Top 10 drugs by cost to government in $A

  1. Ledipasvir and sofosbuvir ($570,730,056): Despite having one of the lowest numbers of prescription counts on this list, this hepatitis C combination drug is the most expensive for the government. Australian Prescriber‘s medical editor Dr John Dowden said its topping of the list was the biggest change from last year’s figures. “They were only approved in March 2016, and in the four months to June 2016 have cost the government almost $1 billion for 43,000 prescriptions,” he said.

 

  1. Sofosbuvir ($372,094,623): Hepatitis C drug sofosbuvir on its own costs the government over $370 million, despite only 18,738 prescriptions.

 

  1. Adalimumab ($335,857,859): Medication to treat arthritis among other things. Prescription count: 194,405.

 

  1. Ranibizumab ($241,256,012): Commonly traded under the brand Lucentis, ranibizumab is used to treat age-related vision loss. Prescription count: 163,595.

 

  1. Aflibercept ($231,194,036): Used to treat age-related vision loss. Common brand is Eylea. Prescription count: 155,404.

 

  1. Esomeprazole ($170,554,177): Treatment for heartburn and acid reflux.

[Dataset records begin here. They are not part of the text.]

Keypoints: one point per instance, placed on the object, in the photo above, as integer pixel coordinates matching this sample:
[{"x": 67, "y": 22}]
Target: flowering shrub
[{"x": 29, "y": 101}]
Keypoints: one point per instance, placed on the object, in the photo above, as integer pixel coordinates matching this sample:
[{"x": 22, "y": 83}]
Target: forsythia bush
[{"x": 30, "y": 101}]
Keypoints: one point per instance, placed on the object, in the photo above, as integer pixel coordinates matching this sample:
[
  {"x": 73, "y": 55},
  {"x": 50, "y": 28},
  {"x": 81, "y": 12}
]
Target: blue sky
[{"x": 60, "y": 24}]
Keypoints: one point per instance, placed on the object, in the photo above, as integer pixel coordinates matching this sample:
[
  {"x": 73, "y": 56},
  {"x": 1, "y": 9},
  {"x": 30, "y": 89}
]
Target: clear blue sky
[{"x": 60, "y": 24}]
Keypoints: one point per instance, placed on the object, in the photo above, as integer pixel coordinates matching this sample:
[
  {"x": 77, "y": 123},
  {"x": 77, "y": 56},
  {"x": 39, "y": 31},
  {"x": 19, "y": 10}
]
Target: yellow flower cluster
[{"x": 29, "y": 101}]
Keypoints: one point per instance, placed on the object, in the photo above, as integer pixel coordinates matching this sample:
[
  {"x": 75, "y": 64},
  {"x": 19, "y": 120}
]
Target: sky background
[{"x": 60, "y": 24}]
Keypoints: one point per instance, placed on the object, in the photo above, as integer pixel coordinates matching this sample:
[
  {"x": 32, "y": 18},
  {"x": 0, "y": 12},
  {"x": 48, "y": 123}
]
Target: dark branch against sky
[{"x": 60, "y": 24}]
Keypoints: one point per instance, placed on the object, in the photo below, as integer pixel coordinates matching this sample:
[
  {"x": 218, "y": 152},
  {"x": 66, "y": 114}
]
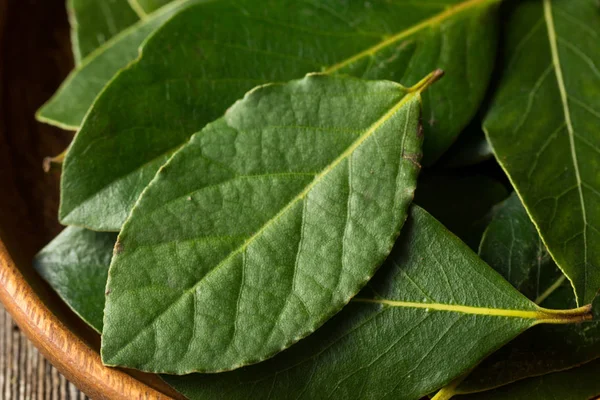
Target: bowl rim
[{"x": 75, "y": 359}]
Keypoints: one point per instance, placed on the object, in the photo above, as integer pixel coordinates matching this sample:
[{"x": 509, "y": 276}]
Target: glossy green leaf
[
  {"x": 145, "y": 7},
  {"x": 76, "y": 264},
  {"x": 512, "y": 246},
  {"x": 580, "y": 383},
  {"x": 69, "y": 105},
  {"x": 471, "y": 148},
  {"x": 420, "y": 231},
  {"x": 432, "y": 297},
  {"x": 94, "y": 22},
  {"x": 206, "y": 57},
  {"x": 543, "y": 127},
  {"x": 462, "y": 203},
  {"x": 264, "y": 225}
]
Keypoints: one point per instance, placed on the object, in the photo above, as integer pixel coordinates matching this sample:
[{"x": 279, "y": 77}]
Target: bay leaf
[
  {"x": 462, "y": 203},
  {"x": 71, "y": 102},
  {"x": 471, "y": 148},
  {"x": 264, "y": 225},
  {"x": 76, "y": 264},
  {"x": 512, "y": 246},
  {"x": 348, "y": 337},
  {"x": 543, "y": 127},
  {"x": 579, "y": 383},
  {"x": 398, "y": 340},
  {"x": 204, "y": 58},
  {"x": 94, "y": 22},
  {"x": 145, "y": 7}
]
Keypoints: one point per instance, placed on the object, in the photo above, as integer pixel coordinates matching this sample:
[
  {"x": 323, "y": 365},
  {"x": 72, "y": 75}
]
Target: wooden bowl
[{"x": 35, "y": 56}]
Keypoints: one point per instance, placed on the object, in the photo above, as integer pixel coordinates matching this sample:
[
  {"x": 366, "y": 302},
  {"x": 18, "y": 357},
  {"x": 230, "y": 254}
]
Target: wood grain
[
  {"x": 24, "y": 373},
  {"x": 35, "y": 57}
]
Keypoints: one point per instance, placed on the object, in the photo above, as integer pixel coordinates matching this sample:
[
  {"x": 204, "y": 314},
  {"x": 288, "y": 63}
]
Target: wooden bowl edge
[{"x": 64, "y": 349}]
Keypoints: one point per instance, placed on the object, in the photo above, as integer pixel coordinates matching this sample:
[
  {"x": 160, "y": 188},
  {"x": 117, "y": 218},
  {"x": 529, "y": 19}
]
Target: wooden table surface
[{"x": 24, "y": 373}]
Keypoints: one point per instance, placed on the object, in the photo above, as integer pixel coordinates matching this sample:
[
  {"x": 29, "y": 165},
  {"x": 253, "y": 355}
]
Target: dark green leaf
[
  {"x": 543, "y": 127},
  {"x": 94, "y": 22},
  {"x": 471, "y": 148},
  {"x": 264, "y": 225},
  {"x": 206, "y": 57},
  {"x": 76, "y": 264},
  {"x": 420, "y": 232},
  {"x": 432, "y": 297},
  {"x": 145, "y": 7},
  {"x": 71, "y": 102},
  {"x": 512, "y": 246},
  {"x": 580, "y": 383},
  {"x": 462, "y": 203}
]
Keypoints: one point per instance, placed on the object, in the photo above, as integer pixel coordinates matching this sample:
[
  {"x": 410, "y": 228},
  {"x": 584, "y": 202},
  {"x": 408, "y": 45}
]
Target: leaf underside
[
  {"x": 543, "y": 127},
  {"x": 196, "y": 65}
]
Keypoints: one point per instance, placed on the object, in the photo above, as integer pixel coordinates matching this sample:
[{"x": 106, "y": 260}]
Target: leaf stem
[
  {"x": 429, "y": 80},
  {"x": 571, "y": 316}
]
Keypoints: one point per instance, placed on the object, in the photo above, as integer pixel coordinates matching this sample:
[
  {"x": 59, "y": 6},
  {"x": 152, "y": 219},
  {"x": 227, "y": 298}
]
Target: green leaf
[
  {"x": 462, "y": 203},
  {"x": 432, "y": 297},
  {"x": 580, "y": 383},
  {"x": 512, "y": 246},
  {"x": 421, "y": 231},
  {"x": 205, "y": 58},
  {"x": 69, "y": 105},
  {"x": 268, "y": 221},
  {"x": 471, "y": 148},
  {"x": 94, "y": 22},
  {"x": 76, "y": 264},
  {"x": 145, "y": 7},
  {"x": 543, "y": 127}
]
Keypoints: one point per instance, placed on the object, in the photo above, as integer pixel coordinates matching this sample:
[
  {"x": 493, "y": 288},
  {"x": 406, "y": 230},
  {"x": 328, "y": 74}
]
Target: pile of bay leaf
[{"x": 238, "y": 195}]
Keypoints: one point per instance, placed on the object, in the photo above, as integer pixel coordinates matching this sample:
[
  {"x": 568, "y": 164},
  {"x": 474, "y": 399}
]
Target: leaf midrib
[
  {"x": 435, "y": 20},
  {"x": 409, "y": 95},
  {"x": 553, "y": 40},
  {"x": 539, "y": 314}
]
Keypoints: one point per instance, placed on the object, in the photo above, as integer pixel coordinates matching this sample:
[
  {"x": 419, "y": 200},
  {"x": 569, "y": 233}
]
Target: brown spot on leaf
[{"x": 118, "y": 247}]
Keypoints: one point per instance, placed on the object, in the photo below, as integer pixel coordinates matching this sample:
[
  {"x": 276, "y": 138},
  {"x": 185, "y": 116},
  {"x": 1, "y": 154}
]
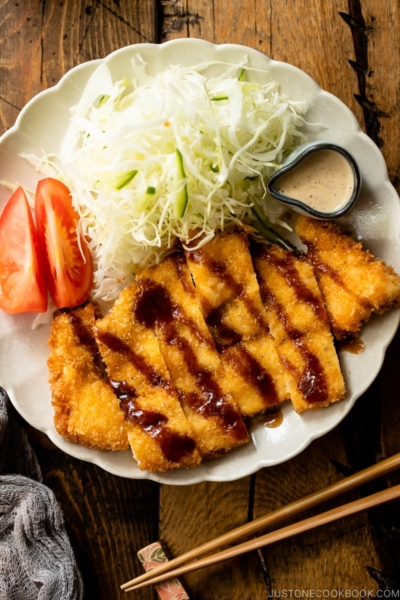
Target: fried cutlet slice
[
  {"x": 229, "y": 295},
  {"x": 167, "y": 302},
  {"x": 86, "y": 410},
  {"x": 158, "y": 431},
  {"x": 354, "y": 283},
  {"x": 257, "y": 379},
  {"x": 300, "y": 326},
  {"x": 227, "y": 288}
]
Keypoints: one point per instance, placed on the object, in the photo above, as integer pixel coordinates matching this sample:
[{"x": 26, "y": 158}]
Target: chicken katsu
[
  {"x": 158, "y": 432},
  {"x": 230, "y": 301},
  {"x": 354, "y": 283},
  {"x": 86, "y": 410},
  {"x": 299, "y": 324},
  {"x": 168, "y": 303}
]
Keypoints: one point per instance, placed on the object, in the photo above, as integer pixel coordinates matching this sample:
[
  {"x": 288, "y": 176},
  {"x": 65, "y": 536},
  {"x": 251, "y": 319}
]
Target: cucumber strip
[
  {"x": 270, "y": 234},
  {"x": 181, "y": 195},
  {"x": 125, "y": 179}
]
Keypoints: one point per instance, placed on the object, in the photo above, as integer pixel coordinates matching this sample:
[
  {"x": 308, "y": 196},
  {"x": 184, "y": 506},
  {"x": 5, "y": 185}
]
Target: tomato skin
[
  {"x": 69, "y": 275},
  {"x": 22, "y": 279}
]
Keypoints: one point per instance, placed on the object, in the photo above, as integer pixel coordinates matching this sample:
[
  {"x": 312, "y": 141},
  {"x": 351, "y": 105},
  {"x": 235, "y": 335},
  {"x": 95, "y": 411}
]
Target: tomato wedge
[
  {"x": 22, "y": 280},
  {"x": 69, "y": 274}
]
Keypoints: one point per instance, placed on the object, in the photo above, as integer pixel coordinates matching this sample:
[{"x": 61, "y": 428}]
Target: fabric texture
[{"x": 36, "y": 558}]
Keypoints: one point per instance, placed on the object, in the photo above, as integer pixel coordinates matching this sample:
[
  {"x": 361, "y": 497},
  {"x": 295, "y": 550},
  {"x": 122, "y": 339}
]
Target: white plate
[{"x": 375, "y": 220}]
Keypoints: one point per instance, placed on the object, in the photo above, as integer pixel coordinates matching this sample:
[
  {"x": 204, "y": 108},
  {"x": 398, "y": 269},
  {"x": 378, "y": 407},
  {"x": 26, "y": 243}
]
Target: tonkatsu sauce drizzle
[
  {"x": 286, "y": 267},
  {"x": 174, "y": 446},
  {"x": 254, "y": 374},
  {"x": 154, "y": 308},
  {"x": 237, "y": 289},
  {"x": 117, "y": 345},
  {"x": 86, "y": 338},
  {"x": 323, "y": 268},
  {"x": 312, "y": 382}
]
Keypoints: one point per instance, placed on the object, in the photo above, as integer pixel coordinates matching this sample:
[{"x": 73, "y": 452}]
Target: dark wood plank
[
  {"x": 192, "y": 515},
  {"x": 327, "y": 558},
  {"x": 108, "y": 518}
]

Prescription count: 6,889,031.

 

  1. Etanercept ($166,538,773): Used to treat various forms of arthritis. Often traded under the brand Enbrel. Prescription count: 97,291.

 

  1. Trastuzumab ($157,134,211): A treatment for breast cancer. Prescription count: 50,217.

 

  1. Fluticasone and salmeterol ($148,878,399): Inhalant powder to treat asthma and chronic obstructive pulmonary disease. Prescription count: 3,003,985.

 

  1. Insulin glargine ($146,202,125): Used in an insulin pen to treat type 1 diabetes. Prescription count: 367,253.

What is the PBS?

The Pharmaceutical Benefits Scheme (PBS) is a government-funded program in Australia that subsidises specific medications to make them more affordable for Australian residents. PBS price subsidies are also available for foreign visitors covered by a Reciprocal Health Care Agreement. The PBS list is one of the most important components of Australia’s health care system.